I honestly didn't think much of the album at the time, as I was listening to bands like Doctor Nerve and Univers Zero mostly in those days, and didn't have much appreciation for this pop-ish style of music. But since Rabin's addition to the archives, I've taken a fresh look at the disk.

If you like the 80's Yes, then you may just enjoy this album. It definitely displays Rabin's influence, and points to him as the leader of Yes during that period. The song styling is similar in many ways, and quite often sounds like tracks that could have been on "Big Generator". It has a similar, clear production, with Rabin's rich harmonization of guitars, keyboards and vocals.

Much of it also sounds like classic Foreigner, which isn't necessarily a bad thing. Rabin's undoing comes in his sometimes too schmaltzy lyrics, hitting the depths on "Hold On To Me". But those points don't totally overwhelm the fact that Rabin is a truly gifted guitarist. His solos throughout lift even the sappy love songs to a listenable level.

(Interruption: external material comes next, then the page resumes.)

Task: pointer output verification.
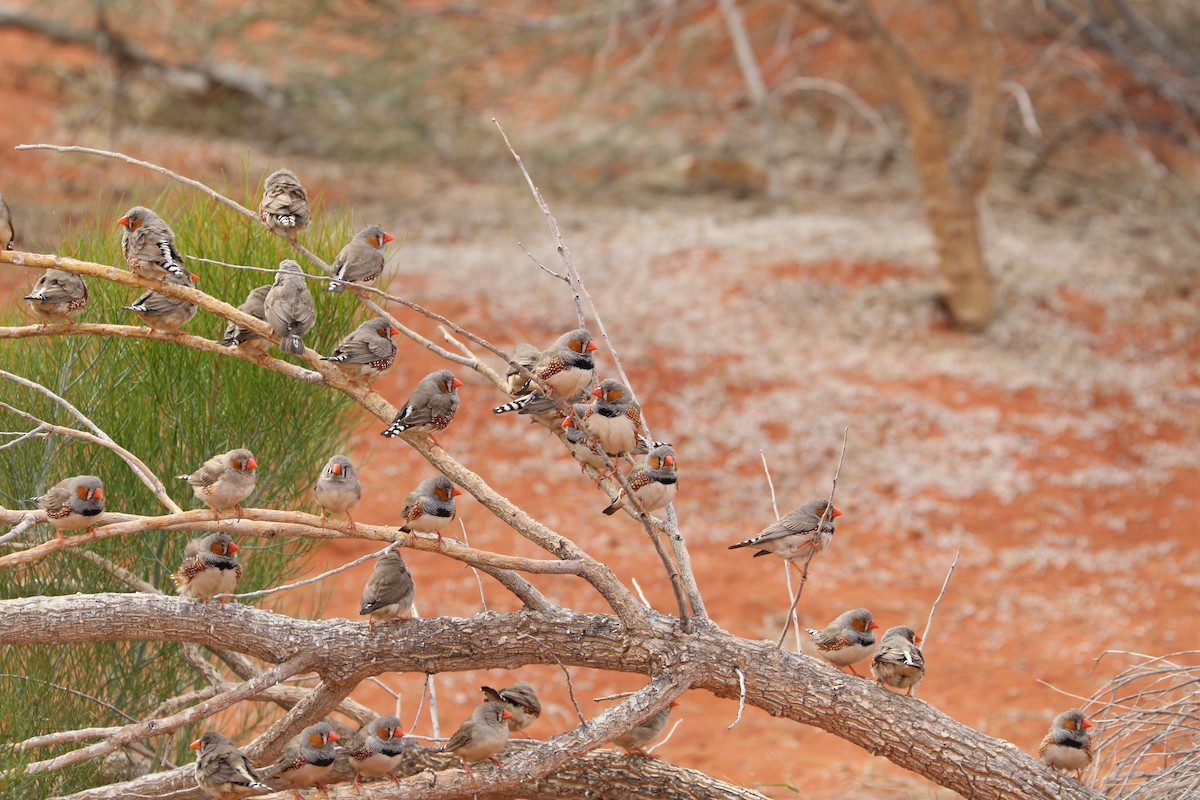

The album revs up a bit at the end. "Sludge" is the best, and most progressive and aggressive track. It's an instrumental that becomes an almost metal fusion piece. "I Miss You Now" displays some nice bass work from Rabin, and "The Cape" provides a nice ending over an almost new-age backing track.

Does this album justify Rabin's inclusion here? Not quite, but "Jacaranda" certainly does. But as a slightly prog, but mostly rock album, it's pretty good.